Monopole des hommes sur la violence

Au chapitre « Porno sorcières », Despentes déconstruit ce que représente la pornographie dans la société. En dénonçant le monopole des hommes sur la violence, elle veut prendre en compte le point de vue de certaines hardeuses. Non sans un certain goût pour la provocation, la coréalisatrice (avec Coralie Trinh Thi) du film Baise-moi interroge : « Pourquoi le porno est-il l’apanage des hommes ? Pourquoi, alors que le X en tant qu’industrie a trente ans, en sont-ils les principaux bénéficiaires économiques ? La réponse est la même dans tous les domaines : le pouvoir et l’argent sont dévalorisés pour les femmes. Ils ne doivent s’obtenir et s’exercer qu’à travers la cooptation masculine ; sois choisie comme conjointe et tu profiteras des avantages de ton partenaire. »

Mais c’est lorsqu’elle aborde le chapitre de la prostitution que la critique de Virginie Despentes devient approximative, et moins convaincante. Se basant sur son expérience d’ancienne prostituée occasionnelle, elle dénonce la victimisation des prostituées et la moralisation du débat autour de la prostitution et de son institutionnalisation. Selon elle, « ce qui gêne la morale dans le sexe tarifé n’est pas que la femme n’y trouve pas de plaisir, mais bien qu’elle s’éloigne du foyer et gagne son propre argent. » Sans donner d’estimation chiffrée, l’auteure explique que la grande majorité des prostituées ne pratiqueraient cette activité que de manière occasionnelle, pour arrondir leurs fins de mois. Soit. Si certaines femmes exercent librement des activités de prostitution, choisissent le commerce du sexe plutôt que le travail salarié, il n’y a rien à y redire, les femmes doivent pouvoir choisir ce qu’elles veulent faire de leur corps.
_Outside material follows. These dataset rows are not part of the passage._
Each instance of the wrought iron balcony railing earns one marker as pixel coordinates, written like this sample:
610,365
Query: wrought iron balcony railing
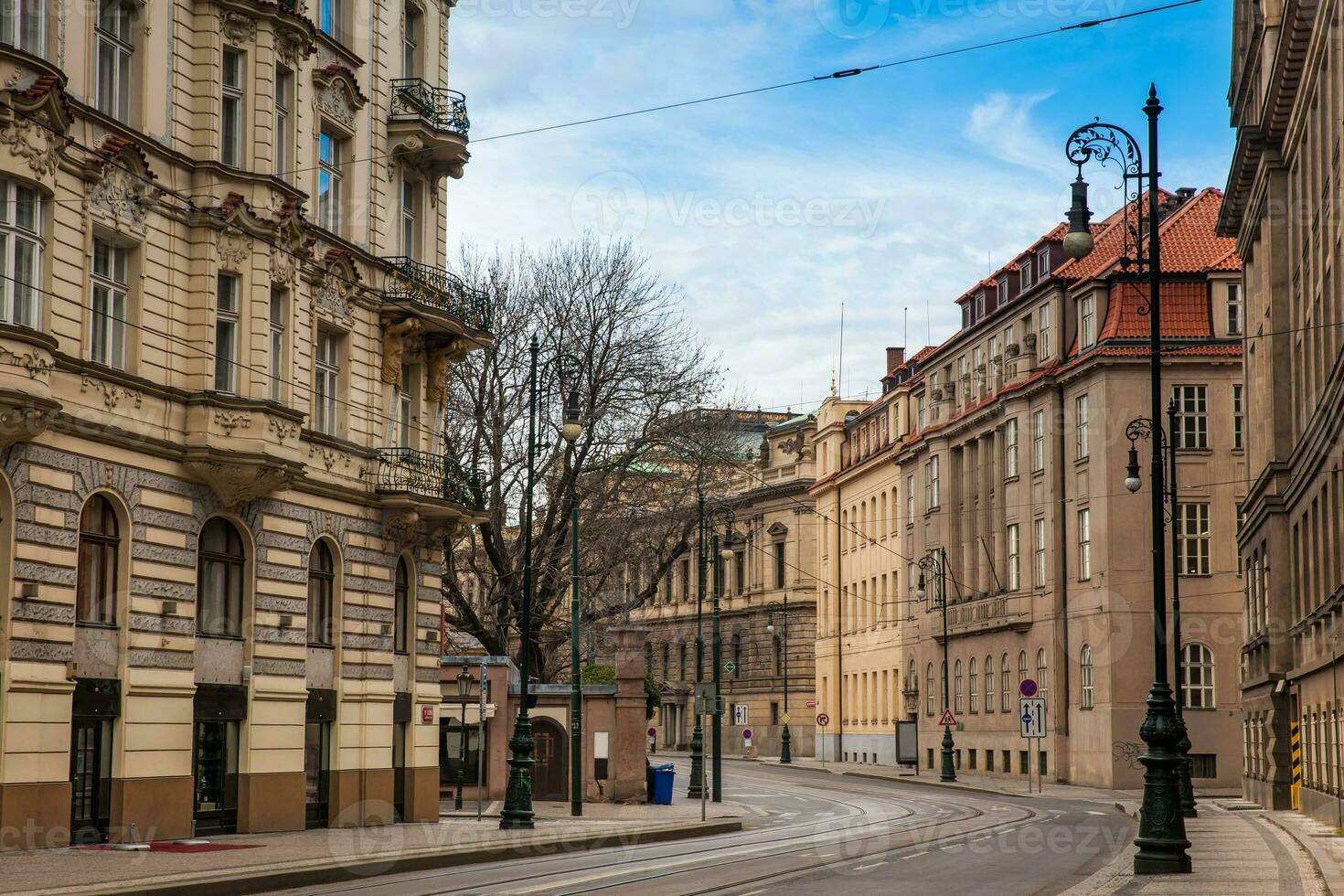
437,289
433,475
441,108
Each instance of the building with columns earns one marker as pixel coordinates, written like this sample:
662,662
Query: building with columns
228,324
1003,448
1283,199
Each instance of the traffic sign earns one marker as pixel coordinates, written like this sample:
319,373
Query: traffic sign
1032,716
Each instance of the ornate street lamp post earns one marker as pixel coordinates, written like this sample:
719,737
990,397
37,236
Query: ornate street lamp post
1161,829
935,563
720,570
783,609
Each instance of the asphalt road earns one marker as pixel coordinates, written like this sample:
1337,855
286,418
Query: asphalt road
820,833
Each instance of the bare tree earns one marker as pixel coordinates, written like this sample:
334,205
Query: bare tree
644,448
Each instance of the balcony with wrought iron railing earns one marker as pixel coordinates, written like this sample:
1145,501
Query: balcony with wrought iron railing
436,291
440,108
423,475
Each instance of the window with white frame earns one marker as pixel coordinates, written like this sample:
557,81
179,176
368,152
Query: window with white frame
1038,441
1197,677
329,159
1238,417
1081,427
1192,538
283,123
1234,309
108,304
325,383
231,123
1038,546
279,308
226,332
23,25
1083,544
1085,677
20,254
1191,417
114,50
1086,321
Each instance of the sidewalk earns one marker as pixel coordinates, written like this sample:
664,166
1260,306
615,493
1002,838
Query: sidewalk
1232,853
257,863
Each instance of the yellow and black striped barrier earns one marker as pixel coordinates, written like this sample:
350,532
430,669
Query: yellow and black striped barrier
1296,736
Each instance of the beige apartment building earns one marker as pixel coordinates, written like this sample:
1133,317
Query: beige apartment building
773,564
226,328
1286,100
1004,448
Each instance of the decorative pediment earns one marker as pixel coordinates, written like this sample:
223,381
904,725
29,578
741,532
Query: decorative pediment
337,94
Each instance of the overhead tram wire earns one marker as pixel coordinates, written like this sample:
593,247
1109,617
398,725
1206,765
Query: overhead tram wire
798,82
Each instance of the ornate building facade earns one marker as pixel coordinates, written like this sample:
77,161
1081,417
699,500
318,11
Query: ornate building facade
765,649
1283,199
1003,449
226,328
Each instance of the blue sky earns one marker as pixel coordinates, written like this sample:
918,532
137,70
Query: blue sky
890,191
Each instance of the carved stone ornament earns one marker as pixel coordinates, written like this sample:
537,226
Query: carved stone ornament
336,94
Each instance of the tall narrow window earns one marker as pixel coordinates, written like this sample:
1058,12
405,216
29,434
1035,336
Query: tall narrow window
226,334
96,578
1234,309
283,123
1191,417
114,50
1192,539
325,383
108,305
279,308
400,607
322,587
1238,417
1081,427
1085,676
231,109
411,219
20,254
23,25
219,579
1038,441
329,156
1083,544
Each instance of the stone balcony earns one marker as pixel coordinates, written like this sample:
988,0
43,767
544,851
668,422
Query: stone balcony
429,125
425,489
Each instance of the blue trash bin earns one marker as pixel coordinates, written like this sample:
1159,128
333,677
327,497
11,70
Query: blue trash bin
663,776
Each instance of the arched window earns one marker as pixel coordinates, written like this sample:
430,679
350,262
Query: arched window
219,579
1040,673
96,578
955,686
989,684
322,587
400,607
1085,677
1198,676
929,690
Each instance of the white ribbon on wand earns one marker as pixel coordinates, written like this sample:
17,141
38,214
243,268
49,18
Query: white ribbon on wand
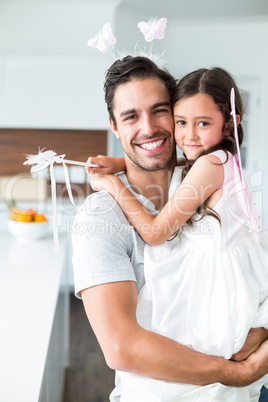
47,159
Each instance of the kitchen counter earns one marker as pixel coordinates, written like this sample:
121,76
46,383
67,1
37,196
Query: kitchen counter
34,314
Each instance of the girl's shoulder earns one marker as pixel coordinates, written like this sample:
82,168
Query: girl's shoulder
217,158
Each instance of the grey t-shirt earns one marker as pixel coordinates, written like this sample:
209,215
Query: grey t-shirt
106,248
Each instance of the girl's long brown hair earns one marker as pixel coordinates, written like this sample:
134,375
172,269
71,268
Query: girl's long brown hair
217,83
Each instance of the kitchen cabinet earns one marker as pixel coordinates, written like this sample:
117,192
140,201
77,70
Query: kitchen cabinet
34,307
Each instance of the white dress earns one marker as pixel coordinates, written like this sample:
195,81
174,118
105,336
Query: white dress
205,289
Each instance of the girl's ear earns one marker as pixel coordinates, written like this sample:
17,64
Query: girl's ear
113,127
229,126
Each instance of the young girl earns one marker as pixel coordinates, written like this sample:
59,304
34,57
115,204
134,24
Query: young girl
206,268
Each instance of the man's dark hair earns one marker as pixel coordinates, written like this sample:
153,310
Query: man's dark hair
129,68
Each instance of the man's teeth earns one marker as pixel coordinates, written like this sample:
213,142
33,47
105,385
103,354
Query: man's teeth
152,145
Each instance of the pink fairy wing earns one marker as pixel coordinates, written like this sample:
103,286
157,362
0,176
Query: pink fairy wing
242,192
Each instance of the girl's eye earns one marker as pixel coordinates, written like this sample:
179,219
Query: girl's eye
181,122
130,117
203,123
162,110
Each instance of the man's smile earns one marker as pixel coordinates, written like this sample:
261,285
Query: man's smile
151,145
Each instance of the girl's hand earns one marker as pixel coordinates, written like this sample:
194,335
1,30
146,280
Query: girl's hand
107,164
254,339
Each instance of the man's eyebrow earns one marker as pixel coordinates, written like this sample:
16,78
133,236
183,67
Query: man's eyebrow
126,112
197,117
159,104
132,111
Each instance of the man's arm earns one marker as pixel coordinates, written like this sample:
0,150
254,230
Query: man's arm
111,310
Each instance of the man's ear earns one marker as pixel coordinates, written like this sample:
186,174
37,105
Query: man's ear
113,127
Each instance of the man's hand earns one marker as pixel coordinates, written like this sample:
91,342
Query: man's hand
254,339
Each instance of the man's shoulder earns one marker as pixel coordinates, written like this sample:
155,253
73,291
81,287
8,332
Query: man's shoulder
99,204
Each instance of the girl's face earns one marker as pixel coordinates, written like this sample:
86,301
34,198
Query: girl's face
199,124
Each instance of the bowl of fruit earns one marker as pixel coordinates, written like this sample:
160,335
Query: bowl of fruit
26,225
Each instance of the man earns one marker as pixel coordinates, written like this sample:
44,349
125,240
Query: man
108,254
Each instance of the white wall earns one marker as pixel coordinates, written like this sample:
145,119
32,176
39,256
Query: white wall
49,77
240,46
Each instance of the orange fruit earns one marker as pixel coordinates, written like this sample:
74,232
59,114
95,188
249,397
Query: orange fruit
13,213
18,215
39,218
24,217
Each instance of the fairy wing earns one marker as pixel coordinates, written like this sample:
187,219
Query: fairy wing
243,194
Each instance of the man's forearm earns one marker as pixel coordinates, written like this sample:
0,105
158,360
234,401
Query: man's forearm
152,355
111,310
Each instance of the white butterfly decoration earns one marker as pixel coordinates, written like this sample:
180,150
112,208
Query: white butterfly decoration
153,29
104,39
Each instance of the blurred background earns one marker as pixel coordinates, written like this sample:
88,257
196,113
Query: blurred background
51,90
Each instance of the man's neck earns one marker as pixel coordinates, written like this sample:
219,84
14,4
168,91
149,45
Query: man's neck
152,185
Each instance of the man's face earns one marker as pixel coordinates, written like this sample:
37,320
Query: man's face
144,123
Le hic c’est qu’il n’existe pas d’estimation chiffrée sur la proportion de prostitué-e-s qui, en France, travaillent librement ou sont exploité-e-s par un réseau de proxénétisme. Or, au-delà du débat moral sur le commerce du sexe, ce qui est effroyable dans la prostitution c’est bien l’exploitation, la violence, les assassinats.

Désaccord donc, sur ce point. Mais il aurait été étonnant qu’un livre aussi iconoclaste, aussi violemment dérangeant, ne suscite pas des réticences sur certains de ses aspects. Cela ne diminue pas la jubilation qu’on a à lire les pages féroces de ce livre qui réveille, enrage, dévaste, heurte, fait rire, rassure, effraie, désacralise, déconstruit et ouvre les yeux. Parce que le féminisme n’est pas une cause secondaire, « de luxe »…

Claire (Paris)

- Virginie Despentes, King Kong théorie, Grasset, 2006, 160 pages, 13,90 euros.